IndexNode is the execution node of index building tasks, and all index building tasks are forwarded to IndexNode by IndexCoord for execution. When IndexNode executes an index build request, it first reads IndexMeta information from etcd, and checks whether the index task is marked for deletion when IndexCoord is forwarded to IndexNode. If it is marked as deleted, then there is no need to actually build the index, just mark the index task status as completed, and then write it to etcd. When IndexCoord perceives that the status corresponding to the index is complete, it deletes the index task from the MetaTable. If it is checked that the index is not marked for deletion, then the index needs to be built. The original data must be loaded first when building the index. The original data is stored in MinIO/S3, and the storage path is notified by RootCoord in the index build request. After loading the original data, the data is deserialized into data blocks, and then cgo is called to build the index. When the index is built, the index data is serialized into data blocks, and then written into the file. The directory organization of the index file is "indexBuildID/IndexTaskVersion/partitionID/segmentID/key", where key corresponds to the serialized key of index data. After the index is built, record the index file directory in IndexMeta, and then write it to etcd.

8.5 API

8.5.1 BuildIndex

Index building is asynchronous, so when an index building request comes, an IndexBuildID is assigned to the task, and the task is recorded in Meta. The background process assignTaskLoop will find this task and assign it to IndexNode for execution.

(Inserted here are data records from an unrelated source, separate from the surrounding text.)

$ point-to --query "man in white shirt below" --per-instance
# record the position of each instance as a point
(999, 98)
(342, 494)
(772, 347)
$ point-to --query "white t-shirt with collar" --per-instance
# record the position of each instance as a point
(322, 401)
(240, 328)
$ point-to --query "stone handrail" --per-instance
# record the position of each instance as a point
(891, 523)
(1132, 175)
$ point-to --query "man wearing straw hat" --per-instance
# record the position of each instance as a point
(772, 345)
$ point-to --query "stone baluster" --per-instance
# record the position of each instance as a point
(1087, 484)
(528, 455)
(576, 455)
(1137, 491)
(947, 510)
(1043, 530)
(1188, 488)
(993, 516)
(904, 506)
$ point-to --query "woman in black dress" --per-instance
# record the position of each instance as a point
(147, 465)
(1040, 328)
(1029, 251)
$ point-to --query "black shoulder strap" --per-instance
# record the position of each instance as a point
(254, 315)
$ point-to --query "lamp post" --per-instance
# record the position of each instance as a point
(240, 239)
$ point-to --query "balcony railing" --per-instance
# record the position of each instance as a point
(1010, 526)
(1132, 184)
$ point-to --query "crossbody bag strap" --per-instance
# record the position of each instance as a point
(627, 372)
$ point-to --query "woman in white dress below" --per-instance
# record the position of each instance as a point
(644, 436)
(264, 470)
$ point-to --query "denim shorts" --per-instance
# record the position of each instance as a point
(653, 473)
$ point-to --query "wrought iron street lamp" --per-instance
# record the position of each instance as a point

The following figure shows the state machine of IndexTask during execution:

IndexState

8.5.2 DropIndex

DropIndex deletes an index based on IndexID. One IndexID corresponds to the index of an entire column. A column is divided into many segments, and each segment corresponds to an IndexBuildID. IndexCoord uses IndexBuildID to record index tasks. Therefore, when DropIndex, delete all tasks corresponding to IndexBuildID corresponding to IndexID.

8.6 Key Term

8.6.1 Meta

type Meta struct {
        indexMeta *indexpb.IndexMeta
        revision  int64
}

Meta is used to record the state of the index.

  • Revision: The number of times IndexMeta has been changed in etcd. It's the same as Event.Kv.Version in etcd. When IndexCoord watches the IndexMeta in etcd is changed, can compare revision and Event.Kv.Version to determine this modification of IndexMeta is caused by IndexCoord or IndexNode. If it is caused by IndexNode, the Meta in IndexCoord must be updated.

8.6.2 IndexMeta

message IndexMeta {
  int64 indexBuildID = 1;
  common.IndexState state = 2;
  string fail_reason = 3;
  BuildIndexRequest req = 4;
  repeated string index_file_paths = 5;
  bool mark_deleted = 6;
  int64 nodeID = 7;
  int64 version = 8;
  bool recycled = 9;
}
  • indexBuildID: ID of the index task.
  • state: The state of the index.
  • fail_reason: The reason why the index build failed.
  • req: The request for the building index.
  • index_file_paths: The paths of index files.
  • mark_deleted: Mark whether the index has been deleted.
  • nodeID: ID of the IndexNode that built the index.
  • version: Number of retries for the index.
  • recycled: Mark whether the unused files of the index have been cleaned up.